The weirdness is that in the first test, result.contentLength!! shouldBeExactly ByteStream.fromString(result.decodeToString()).contentLength!! fails, while in the second test, it succeeds (as expected).

In the first test, I get an error

79823 should be equal to 16384
java.lang.AssertionError: 79823 should be equal to 16384
	at my.service.file.storage.S3FileStorageServiceIT$3$1.invokeSuspend(S3FileStorageServiceIT.kt:55)
	at kotlin.coroutines.jvm.internal.BaseContinuationImpl.resumeWith(ContinuationImpl.kt:33)
	at kotlinx.coroutines.internal.ScopeCoroutine.afterResume(Scopes.kt:33)
	at kotlinx.coroutines.AbstractCoroutine.resumeWith(AbstractCoroutine.kt:102)
	at kotlin.coroutines.jvm.internal.BaseContinuationImpl.resumeWith(ContinuationImpl.kt:46)
	at kotlinx.coroutines.UndispatchedCoroutine.afterResume(CoroutineContext.kt:142)
	at kotlinx.coroutines.AbstractCoroutine.resumeWith(AbstractCoroutine.kt:102)
	at kotlin.coroutines.jvm.internal.BaseContinuationImpl.resumeWith(ContinuationImpl.kt:46)
	at kotlinx.coroutines.DispatchedTask.run(DispatchedTask.kt:106)
	at java.base/java.util.concurrent.ThreadPoolExecutor.runWorker(ThreadPoolExecutor.java:1136)
	at java.base/java.util.concurrent.ThreadPoolExecutor$Worker.run(ThreadPoolExecutor.java:635)
	at java.base/java.lang.Thread.run(Thread.java:833)

Expected behavior

Decoding a byte stream and then encoding back to a byte stream should result in, if not completely identical streams, then at least streams with identical content lengths.

Current behavior

It seems to work, except in the case that a bytestream has been pulled from a getObject request

Steps to Reproduce

Pretty simple, upload a file to S3 (in my case I'm using localstack to try all of this locally).

The file I'm using to test is the full transcript of Shrek, link here. This isn't a hard requirement for reproducing, but at the same time... it totally is.
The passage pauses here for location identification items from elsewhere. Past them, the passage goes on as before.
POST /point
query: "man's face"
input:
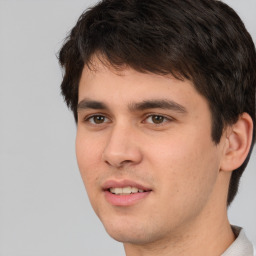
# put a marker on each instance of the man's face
(145, 152)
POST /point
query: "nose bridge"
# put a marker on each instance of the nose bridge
(121, 147)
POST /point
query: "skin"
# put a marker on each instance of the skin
(187, 173)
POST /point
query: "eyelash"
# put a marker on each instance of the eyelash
(164, 118)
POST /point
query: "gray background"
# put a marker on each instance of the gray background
(44, 209)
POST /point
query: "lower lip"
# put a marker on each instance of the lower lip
(125, 200)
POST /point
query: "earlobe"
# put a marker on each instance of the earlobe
(238, 143)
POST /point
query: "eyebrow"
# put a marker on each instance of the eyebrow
(135, 106)
(91, 104)
(162, 104)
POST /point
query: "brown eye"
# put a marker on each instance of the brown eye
(156, 119)
(97, 119)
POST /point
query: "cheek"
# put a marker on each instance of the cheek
(88, 158)
(187, 170)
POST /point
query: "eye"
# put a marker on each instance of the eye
(97, 119)
(156, 119)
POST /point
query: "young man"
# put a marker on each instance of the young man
(163, 93)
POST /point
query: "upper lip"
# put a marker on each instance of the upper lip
(123, 183)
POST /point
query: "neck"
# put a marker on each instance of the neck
(208, 234)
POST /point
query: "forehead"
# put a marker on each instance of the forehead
(101, 81)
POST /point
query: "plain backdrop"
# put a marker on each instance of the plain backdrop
(44, 209)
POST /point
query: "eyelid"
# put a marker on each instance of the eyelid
(88, 117)
(167, 118)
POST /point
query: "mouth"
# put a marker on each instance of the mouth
(126, 190)
(125, 193)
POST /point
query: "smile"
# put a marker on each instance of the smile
(125, 193)
(126, 190)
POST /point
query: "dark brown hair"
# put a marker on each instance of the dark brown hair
(204, 41)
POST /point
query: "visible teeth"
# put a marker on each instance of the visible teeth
(125, 190)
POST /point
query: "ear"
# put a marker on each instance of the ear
(237, 143)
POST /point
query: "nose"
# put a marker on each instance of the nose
(122, 148)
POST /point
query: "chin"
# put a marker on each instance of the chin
(130, 232)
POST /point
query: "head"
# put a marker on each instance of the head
(201, 43)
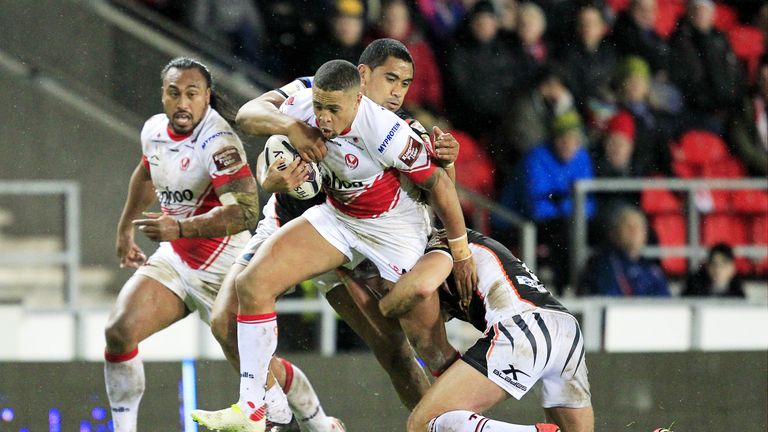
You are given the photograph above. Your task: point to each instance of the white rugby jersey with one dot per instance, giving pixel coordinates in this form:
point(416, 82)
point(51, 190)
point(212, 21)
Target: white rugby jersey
point(362, 167)
point(185, 169)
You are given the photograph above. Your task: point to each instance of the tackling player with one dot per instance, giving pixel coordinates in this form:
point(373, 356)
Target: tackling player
point(386, 70)
point(194, 164)
point(367, 215)
point(528, 336)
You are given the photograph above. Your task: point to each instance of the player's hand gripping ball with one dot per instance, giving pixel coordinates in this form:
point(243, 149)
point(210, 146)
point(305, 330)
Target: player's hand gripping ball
point(276, 147)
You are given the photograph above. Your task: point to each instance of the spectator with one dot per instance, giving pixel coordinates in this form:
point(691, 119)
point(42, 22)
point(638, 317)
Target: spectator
point(653, 129)
point(589, 61)
point(634, 34)
point(482, 73)
point(619, 270)
point(346, 41)
point(530, 50)
point(541, 188)
point(749, 126)
point(442, 16)
point(426, 91)
point(527, 122)
point(717, 276)
point(704, 68)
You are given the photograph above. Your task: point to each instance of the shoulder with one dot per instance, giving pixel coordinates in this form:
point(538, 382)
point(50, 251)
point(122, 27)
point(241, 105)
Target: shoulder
point(216, 130)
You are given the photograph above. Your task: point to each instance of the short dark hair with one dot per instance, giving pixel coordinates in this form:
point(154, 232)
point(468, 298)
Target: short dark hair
point(722, 249)
point(219, 102)
point(188, 63)
point(337, 75)
point(378, 51)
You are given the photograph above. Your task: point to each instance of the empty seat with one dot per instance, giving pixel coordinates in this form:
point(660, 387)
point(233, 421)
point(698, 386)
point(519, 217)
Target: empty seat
point(657, 201)
point(671, 231)
point(749, 201)
point(723, 228)
point(748, 44)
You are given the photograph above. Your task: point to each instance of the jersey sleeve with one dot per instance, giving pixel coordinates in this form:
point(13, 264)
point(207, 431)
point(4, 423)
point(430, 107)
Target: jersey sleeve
point(407, 153)
point(295, 86)
point(224, 155)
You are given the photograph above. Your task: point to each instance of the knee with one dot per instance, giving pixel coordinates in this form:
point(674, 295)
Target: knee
point(253, 285)
point(119, 337)
point(224, 328)
point(417, 422)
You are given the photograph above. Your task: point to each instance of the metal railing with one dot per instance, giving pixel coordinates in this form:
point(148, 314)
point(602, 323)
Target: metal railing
point(70, 256)
point(579, 250)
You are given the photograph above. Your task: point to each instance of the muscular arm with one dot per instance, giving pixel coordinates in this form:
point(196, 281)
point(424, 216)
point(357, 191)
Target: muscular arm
point(261, 116)
point(239, 212)
point(445, 203)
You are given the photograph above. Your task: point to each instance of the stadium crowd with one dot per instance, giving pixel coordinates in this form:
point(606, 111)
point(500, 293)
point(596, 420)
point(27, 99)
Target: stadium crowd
point(543, 93)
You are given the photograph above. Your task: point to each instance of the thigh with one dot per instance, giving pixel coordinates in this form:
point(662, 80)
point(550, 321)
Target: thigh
point(144, 307)
point(295, 253)
point(461, 387)
point(363, 315)
point(225, 304)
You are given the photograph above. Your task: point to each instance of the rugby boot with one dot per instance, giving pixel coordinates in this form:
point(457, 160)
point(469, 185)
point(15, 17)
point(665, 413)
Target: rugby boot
point(231, 419)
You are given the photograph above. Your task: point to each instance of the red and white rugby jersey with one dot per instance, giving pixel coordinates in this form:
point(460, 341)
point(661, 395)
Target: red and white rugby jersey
point(362, 167)
point(185, 169)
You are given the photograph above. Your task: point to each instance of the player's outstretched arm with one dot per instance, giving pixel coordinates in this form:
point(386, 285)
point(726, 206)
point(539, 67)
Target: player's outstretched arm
point(261, 116)
point(239, 212)
point(281, 176)
point(141, 194)
point(445, 203)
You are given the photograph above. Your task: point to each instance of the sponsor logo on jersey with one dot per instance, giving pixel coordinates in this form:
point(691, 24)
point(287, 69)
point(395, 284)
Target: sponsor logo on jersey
point(214, 136)
point(513, 381)
point(411, 152)
point(227, 157)
point(335, 182)
point(168, 196)
point(389, 137)
point(351, 161)
point(525, 280)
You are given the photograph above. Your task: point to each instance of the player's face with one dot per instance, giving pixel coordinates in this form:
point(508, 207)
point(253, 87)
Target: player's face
point(335, 110)
point(388, 83)
point(186, 96)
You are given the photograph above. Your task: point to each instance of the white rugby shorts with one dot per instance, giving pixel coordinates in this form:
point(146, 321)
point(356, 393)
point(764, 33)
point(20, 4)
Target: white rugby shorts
point(393, 241)
point(196, 288)
point(540, 344)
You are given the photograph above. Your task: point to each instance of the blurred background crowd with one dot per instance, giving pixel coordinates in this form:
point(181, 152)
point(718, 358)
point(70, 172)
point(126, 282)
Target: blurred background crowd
point(543, 93)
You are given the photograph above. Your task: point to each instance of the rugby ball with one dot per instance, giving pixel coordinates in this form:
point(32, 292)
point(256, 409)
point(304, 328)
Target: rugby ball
point(278, 147)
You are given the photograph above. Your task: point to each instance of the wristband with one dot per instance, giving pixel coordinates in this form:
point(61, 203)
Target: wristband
point(462, 237)
point(463, 259)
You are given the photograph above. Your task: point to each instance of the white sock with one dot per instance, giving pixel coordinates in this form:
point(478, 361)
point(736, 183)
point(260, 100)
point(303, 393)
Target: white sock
point(257, 342)
point(124, 379)
point(303, 400)
point(278, 410)
point(467, 421)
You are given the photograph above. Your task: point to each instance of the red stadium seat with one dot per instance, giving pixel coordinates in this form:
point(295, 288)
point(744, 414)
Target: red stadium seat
point(670, 229)
point(657, 201)
point(748, 44)
point(667, 15)
point(728, 167)
point(699, 147)
point(726, 17)
point(723, 228)
point(750, 201)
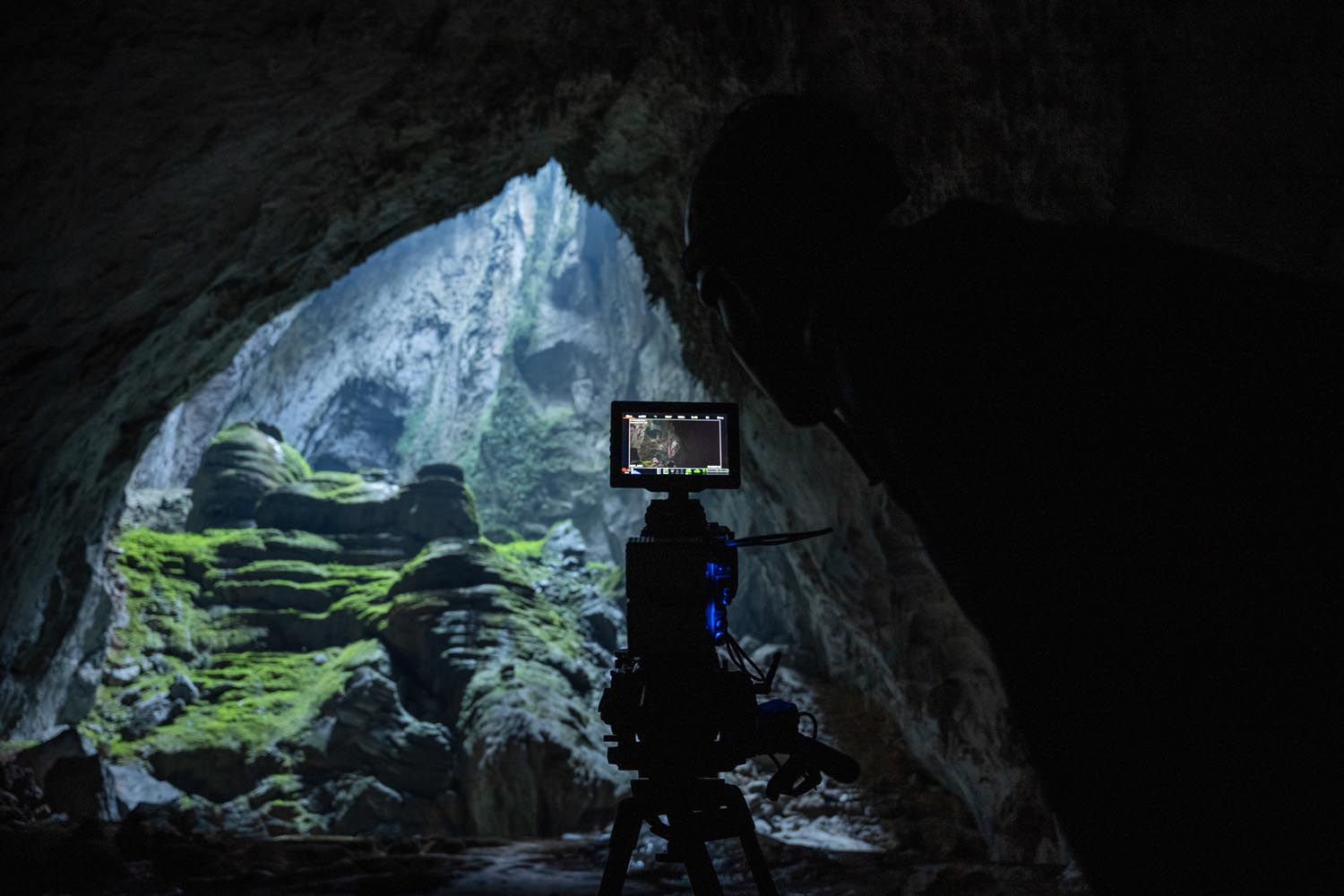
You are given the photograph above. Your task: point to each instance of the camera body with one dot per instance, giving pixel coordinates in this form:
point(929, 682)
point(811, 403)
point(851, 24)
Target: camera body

Then just try to upload it, download it, and compare the decoded bytestream to the expected body.

Possible Solution

No real idea, I'm wondering if there is any possibility that it has something to do with using localstack? but I would really rather not provision an actual bucket just to compare against my failed local testing.

Context

I'm just a simple man, trying to write to his bucket and read it back.

AWS Kotlin SDK version used

0.11.0-beta

Platform (JVM/JS/Native)

JVM

Operating System and version

Mac OS Big Sur

@brizzbuzz brizzbuzz added bug This issue is a bug. needs-triage This issue or PR still needs to be triaged. labels Jan 25, 2022
@aajtodd
Copy link
Collaborator

aajtodd commented Jan 25, 2022

@unredundant Thanks for the detailed report.

I'm not able to recreate this locally.

    val fileText = javaClass.classLoader.getResource("aws/sdk/kotlin/example/shrek.txt")?.readText() ?: error("expected shrek script")
    val fileContent = fileText.encodeToByteArray()
    val fileKey = "swamp"


    S3Client.fromEnvironment { region = "us-east-2" }.use { s3 ->
        println("original content length: ${fileContent.size}")
        val putResp = s3.putObject {
            bucket = "<my-bucket>"
            key = fileKey
            body = ByteStream.fromBytes(fileContent)
        }

        println(putResp)


        s3.getObject(GetObjectRequest { bucket = "aaron22-throwaway"; key = fileKey }) { resp ->
            println("content length: ${resp.body?.contentLength}")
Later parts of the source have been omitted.